Methods for genome interpretation: causal gene discovery and personal phenotype prediction
MetadataShow full item record
Genome interpretation – illustrating how genomic variation affects phenotypic variation – is one of the central questions of the early 21st century. Deciphering the mapping between genotypes and phenotypes requires the collection of a large amount of data, both genetic and phenotypic. Phenotypic profiles, for example, have been systematically recorded and archived in hospitals and national health-related organizations for years. Human genome sequences, however, had not been sequenced in a high throughput manner until next-generation sequencing technologies became available in 2005. Since then, vast amounts of genotype-phenotype data have been collected, allowing for the unprecedented opportunity for genome interpretation.

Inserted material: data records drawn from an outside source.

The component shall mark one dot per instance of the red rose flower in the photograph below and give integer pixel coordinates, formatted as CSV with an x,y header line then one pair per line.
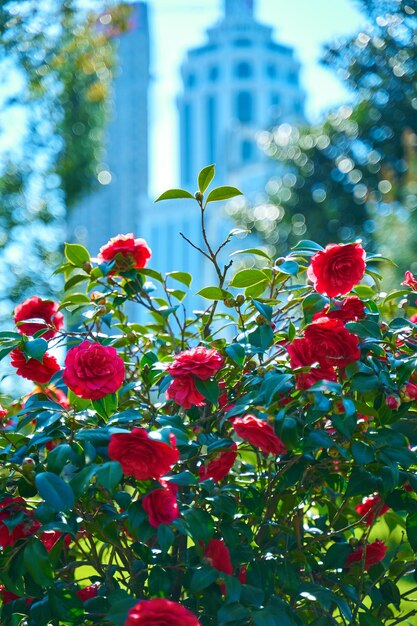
x,y
32,369
371,508
160,612
375,552
217,555
88,592
332,344
199,362
258,433
350,309
50,537
302,353
42,313
10,508
140,456
409,281
335,270
92,370
161,506
184,393
127,251
220,466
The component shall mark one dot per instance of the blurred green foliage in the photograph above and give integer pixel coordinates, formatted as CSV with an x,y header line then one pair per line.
x,y
61,59
355,174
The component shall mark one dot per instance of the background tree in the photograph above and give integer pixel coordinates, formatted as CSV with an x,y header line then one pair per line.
x,y
57,67
354,174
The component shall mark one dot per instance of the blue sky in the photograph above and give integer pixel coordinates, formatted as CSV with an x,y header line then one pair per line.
x,y
177,25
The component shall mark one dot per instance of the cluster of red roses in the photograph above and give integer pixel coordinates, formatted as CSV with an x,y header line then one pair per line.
x,y
93,370
327,345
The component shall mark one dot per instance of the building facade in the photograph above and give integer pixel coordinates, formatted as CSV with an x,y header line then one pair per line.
x,y
122,194
236,85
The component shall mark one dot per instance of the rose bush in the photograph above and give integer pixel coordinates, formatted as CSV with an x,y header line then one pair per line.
x,y
248,463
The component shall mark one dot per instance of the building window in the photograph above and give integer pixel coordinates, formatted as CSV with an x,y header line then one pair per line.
x,y
246,151
190,81
275,99
213,73
271,70
243,70
187,130
293,78
244,107
211,129
242,43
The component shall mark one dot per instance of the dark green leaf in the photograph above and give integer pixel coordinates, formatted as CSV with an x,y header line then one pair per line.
x,y
411,527
106,406
109,474
209,389
37,563
202,578
247,278
55,491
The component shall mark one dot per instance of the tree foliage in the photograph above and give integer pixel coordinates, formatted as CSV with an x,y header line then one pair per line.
x,y
355,174
60,67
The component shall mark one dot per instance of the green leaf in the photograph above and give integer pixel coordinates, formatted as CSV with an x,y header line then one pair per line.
x,y
362,453
200,524
36,348
411,527
361,483
205,177
236,352
232,613
308,246
165,537
255,251
121,603
209,389
173,194
336,556
183,277
109,474
214,293
223,193
58,457
247,278
76,254
37,563
288,267
183,478
65,605
106,406
55,491
366,619
202,578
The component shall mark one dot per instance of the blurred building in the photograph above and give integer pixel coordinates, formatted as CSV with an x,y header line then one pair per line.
x,y
235,86
122,197
238,84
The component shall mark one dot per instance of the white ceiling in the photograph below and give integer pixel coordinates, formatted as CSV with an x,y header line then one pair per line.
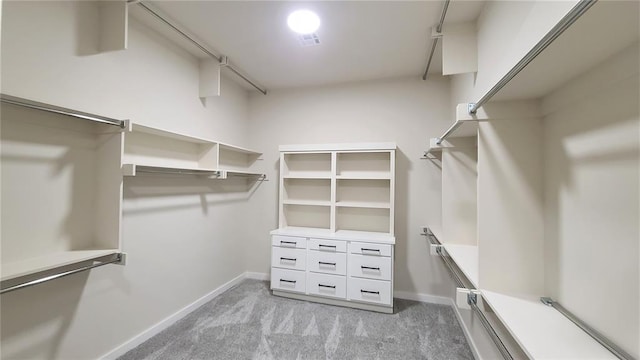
x,y
360,40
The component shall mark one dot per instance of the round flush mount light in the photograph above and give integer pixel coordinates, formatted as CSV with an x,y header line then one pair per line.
x,y
303,21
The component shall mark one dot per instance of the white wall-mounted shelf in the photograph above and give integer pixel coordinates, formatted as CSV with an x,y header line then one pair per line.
x,y
162,151
542,331
11,270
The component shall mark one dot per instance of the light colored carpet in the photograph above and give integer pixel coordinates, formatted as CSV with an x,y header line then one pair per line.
x,y
247,322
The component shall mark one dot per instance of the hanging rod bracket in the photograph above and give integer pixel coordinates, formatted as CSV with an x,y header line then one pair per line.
x,y
121,259
547,301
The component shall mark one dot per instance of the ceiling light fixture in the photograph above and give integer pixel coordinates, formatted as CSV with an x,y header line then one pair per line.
x,y
303,21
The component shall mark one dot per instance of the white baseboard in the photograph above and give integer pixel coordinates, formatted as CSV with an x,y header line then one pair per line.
x,y
442,300
170,320
257,276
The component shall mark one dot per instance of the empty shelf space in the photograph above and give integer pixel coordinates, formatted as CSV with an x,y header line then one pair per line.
x,y
466,257
375,165
312,190
542,331
33,265
313,216
303,165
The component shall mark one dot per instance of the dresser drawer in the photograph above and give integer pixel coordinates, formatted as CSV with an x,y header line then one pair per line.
x,y
288,258
370,249
327,285
328,263
288,280
289,241
371,267
371,291
328,245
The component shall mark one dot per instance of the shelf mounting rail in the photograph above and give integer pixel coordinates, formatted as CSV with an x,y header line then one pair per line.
x,y
118,258
574,14
223,60
596,335
435,40
14,100
472,298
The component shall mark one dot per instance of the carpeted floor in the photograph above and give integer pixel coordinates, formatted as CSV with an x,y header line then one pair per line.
x,y
247,322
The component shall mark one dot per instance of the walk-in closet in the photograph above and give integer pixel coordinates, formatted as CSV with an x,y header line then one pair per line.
x,y
455,179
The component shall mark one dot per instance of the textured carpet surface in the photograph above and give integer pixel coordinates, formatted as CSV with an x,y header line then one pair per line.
x,y
247,322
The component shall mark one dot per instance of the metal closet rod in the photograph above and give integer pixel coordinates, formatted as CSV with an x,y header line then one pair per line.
x,y
435,40
220,58
59,110
574,14
472,297
119,258
596,335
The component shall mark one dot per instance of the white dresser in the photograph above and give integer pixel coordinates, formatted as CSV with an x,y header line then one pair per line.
x,y
335,241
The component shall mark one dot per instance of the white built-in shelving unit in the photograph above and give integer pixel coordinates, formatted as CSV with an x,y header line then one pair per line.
x,y
520,196
337,204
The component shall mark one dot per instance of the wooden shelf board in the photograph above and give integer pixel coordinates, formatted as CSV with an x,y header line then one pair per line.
x,y
239,149
368,236
16,269
363,175
542,331
364,204
466,257
307,202
339,147
585,44
308,175
169,134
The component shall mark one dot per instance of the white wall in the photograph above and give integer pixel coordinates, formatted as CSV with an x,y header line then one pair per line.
x,y
507,30
181,236
592,182
408,111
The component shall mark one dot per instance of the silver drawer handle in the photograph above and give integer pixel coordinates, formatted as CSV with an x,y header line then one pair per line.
x,y
370,292
327,286
369,268
325,263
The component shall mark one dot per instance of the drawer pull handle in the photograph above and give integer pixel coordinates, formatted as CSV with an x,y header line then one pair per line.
x,y
327,286
370,268
370,292
326,263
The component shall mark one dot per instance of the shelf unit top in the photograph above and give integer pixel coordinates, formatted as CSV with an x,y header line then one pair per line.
x,y
351,235
339,147
11,270
542,331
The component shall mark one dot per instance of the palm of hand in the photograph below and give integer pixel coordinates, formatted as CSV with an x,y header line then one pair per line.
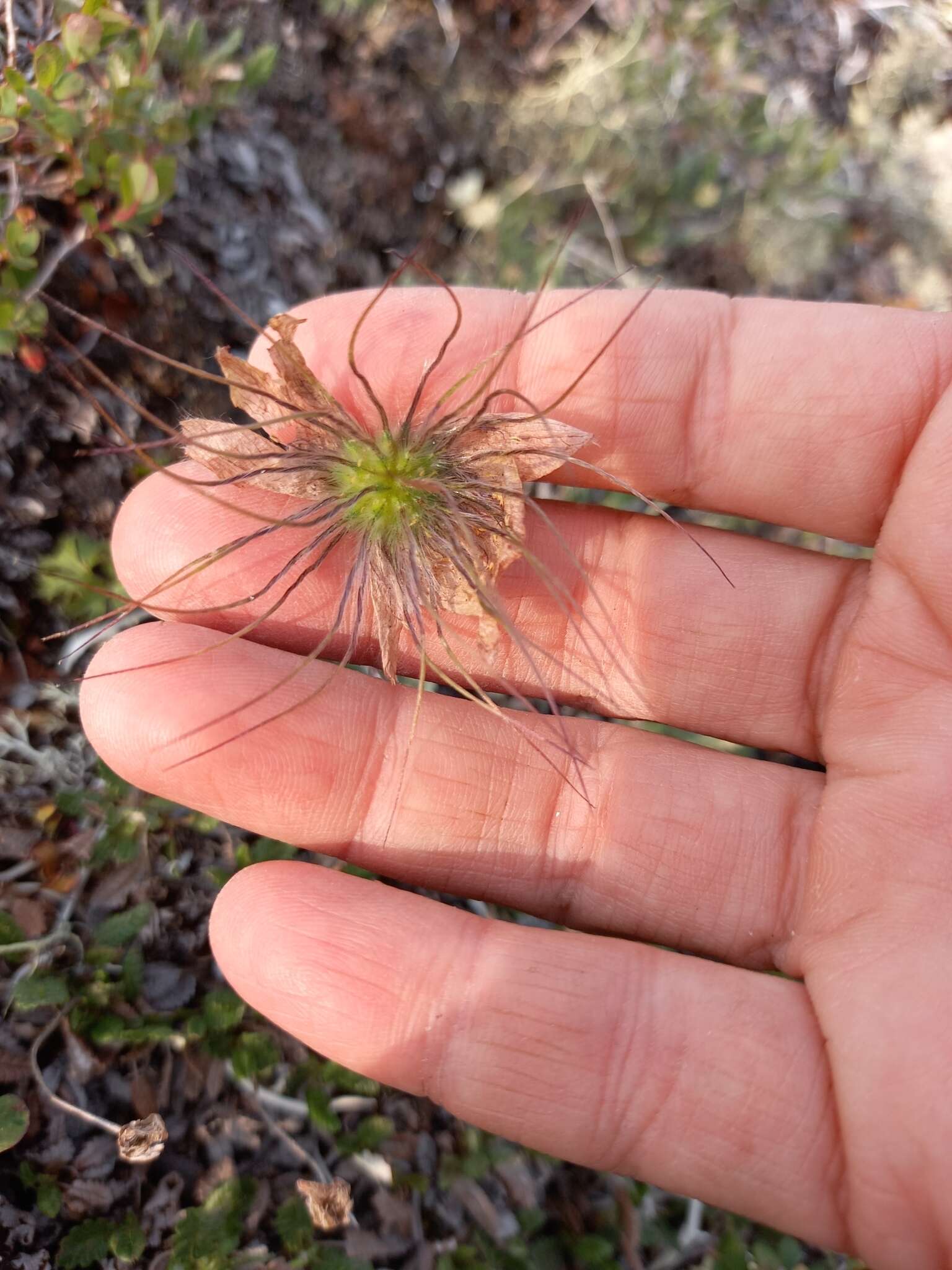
x,y
821,1106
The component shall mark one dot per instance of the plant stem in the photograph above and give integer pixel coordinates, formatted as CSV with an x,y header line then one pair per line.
x,y
98,1122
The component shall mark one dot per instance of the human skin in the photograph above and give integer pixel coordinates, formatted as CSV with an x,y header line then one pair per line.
x,y
822,1103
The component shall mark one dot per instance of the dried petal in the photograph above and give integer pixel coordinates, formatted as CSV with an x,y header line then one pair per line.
x,y
218,435
141,1141
530,441
329,1204
299,383
243,376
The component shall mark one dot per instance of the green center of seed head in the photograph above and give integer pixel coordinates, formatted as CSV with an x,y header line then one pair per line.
x,y
381,471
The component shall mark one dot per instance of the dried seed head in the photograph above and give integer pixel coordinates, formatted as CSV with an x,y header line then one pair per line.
x,y
434,512
329,1204
140,1142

Genome interpretation is an ambitious, poorly understood goal that may require collaboration between many disciplines. In this dissertation, I focus on the development of computational methods for genome interpretation. Based on recent interest in relating genotypes and phenotypes, the task is divided into two stages: discovery (Chapters 2-6) and prediction (Chapters 7-10). In the discovery stage, the location of genomic loci associated with a phenotype of interest is identified based on sequence-based case-control studies. In the prediction stage, I propose a probabilistic model to predict personal phenotypes given an individual’s genome by integrating many sources of information, including the phenotype-associated loci found in the discovery stage.